Revised definition of commands/environments

From the readme for finl_parse, some thoughts on how commands and environments are defined.

Input text

Input text is assumed to be in NFD normalized format.


You indicate a command with \ followed by either a named command or a command symbol.

Named commands consist of one or more letters. Letters are defined to include all characters in the categories letter, non-spacing mark and combining mark. Inside user-defined macros only, _ can be considered as part of a named comand

A command symbol is a single non-letter. A single non-letter is defined to include symbols which may be represented by multiple code points but a single output grapheme, For example, the symbol 🇨🇦 is actually represented by the input sequence U+1F1E8, U+1F1E6. Since this is generally invisible to the user, it’s most ergonomic to handle these sequences as if they were a single code point.

A command may have zero or more parameters.


Each parameter has a format and a type

Parameter formats

Parameters are one of the following formats:

  • * an optional star indicating some alternate behavior for a command. (Corresponding to xparse s)
  • optional arguments delimited with [] (corresponding to xparse o/O)
  • required arguments consisting either of a single token or multiple tokens delimited with {} (corresponding to xparse m)
  • required arguments with mandatory braces
  • arbitrary required argument where either the delimiters are {} or will be delimited by the first non-space character after the command and the next occurrence of that character.
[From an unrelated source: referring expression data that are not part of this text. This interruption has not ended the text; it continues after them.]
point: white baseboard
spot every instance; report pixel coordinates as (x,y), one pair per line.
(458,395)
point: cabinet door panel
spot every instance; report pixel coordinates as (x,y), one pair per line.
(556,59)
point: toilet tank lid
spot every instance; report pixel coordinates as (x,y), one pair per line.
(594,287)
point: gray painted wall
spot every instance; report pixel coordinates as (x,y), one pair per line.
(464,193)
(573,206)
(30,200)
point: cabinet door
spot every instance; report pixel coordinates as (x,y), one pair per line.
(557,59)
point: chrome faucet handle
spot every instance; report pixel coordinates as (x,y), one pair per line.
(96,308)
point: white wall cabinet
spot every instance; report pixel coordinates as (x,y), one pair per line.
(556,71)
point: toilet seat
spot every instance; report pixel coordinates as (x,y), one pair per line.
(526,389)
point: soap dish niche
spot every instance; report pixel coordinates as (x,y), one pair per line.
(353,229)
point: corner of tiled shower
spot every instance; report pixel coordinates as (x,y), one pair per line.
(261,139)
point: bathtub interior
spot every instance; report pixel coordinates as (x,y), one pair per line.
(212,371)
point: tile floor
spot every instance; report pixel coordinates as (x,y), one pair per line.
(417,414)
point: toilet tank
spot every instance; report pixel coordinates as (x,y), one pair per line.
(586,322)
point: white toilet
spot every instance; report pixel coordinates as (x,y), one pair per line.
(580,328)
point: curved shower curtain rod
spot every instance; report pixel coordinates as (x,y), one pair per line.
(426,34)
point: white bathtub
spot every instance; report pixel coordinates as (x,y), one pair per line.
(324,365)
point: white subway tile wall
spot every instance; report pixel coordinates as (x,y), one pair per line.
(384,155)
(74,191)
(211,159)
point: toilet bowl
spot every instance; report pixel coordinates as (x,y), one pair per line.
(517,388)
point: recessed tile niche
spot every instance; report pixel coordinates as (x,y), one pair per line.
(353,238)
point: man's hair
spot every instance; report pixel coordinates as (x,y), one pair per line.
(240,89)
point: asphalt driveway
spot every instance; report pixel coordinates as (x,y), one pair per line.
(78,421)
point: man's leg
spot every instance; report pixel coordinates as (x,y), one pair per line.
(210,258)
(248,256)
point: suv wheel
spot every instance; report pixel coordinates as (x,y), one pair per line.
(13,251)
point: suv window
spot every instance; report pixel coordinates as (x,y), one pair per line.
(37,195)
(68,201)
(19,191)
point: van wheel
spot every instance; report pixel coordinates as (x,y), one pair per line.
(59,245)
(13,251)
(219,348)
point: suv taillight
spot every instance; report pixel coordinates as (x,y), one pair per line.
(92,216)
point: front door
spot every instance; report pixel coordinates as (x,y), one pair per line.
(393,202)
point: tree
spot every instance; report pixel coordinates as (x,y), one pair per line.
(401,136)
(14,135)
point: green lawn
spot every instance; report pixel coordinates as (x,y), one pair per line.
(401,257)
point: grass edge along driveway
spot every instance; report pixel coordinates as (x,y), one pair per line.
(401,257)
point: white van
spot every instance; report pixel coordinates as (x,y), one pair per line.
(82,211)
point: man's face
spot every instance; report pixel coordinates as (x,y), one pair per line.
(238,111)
This argument may not be broken across lines. (corresponding to xparse v)

Possible future enhancements:

  • optional argument indicating style override delimited with <>
  • something akin to the xparse r/R type but allowing arbitrary delimiters (for dealing with TeX-style argument handling)
  • something akin to the xparse d/D type but allowing arbitrary delimiters to an optional argument (I probably won’t do this one)
  • something akin to the xparse e/E embellishment mechanism.

Parameter types

Parameters can have one of the following types:

  • parsed tokens. The passed argument will be parsed and passed to the command implementer as a list of tokens
  • verbatim text. The passed argument will be treated as verbatim and passed to the command implementer without further processing. Depending on the delimiter style, it may require braces or brackets to be balanced within the argument, e.g., if an optional argument is treated as verbatim text, the user cannot do something like

    \foo[ [ ] 

    I’m undecided as to whether to allow any sort of workaround for this, like


    or just not allow that use case at all.

  • boolean values. For * arguments, this will simply pass true if present false if absent. Possibly a required or optional argument can have a boolean expression in them, although this might be something reserved for commands called within macro definitions.
  • key-value lists. This will be a list of keys (which must conform to UAX31) followed by a value with = separating the keys and values. Leading and trailing spaces will be ignored and an outer set of braces will be stripped off so that, e.g.,

    foo = { e } , bar = kappa , baz=3 

    will set foo to e, bar to kappa and baz to 3. All values are treated as token lists and cannot contain undefined commands. If a command is found when searching for an identifier, it must be a user-defined macro and expand to valid key-value list data.

    Trailing commas in the key-value list will be ignored.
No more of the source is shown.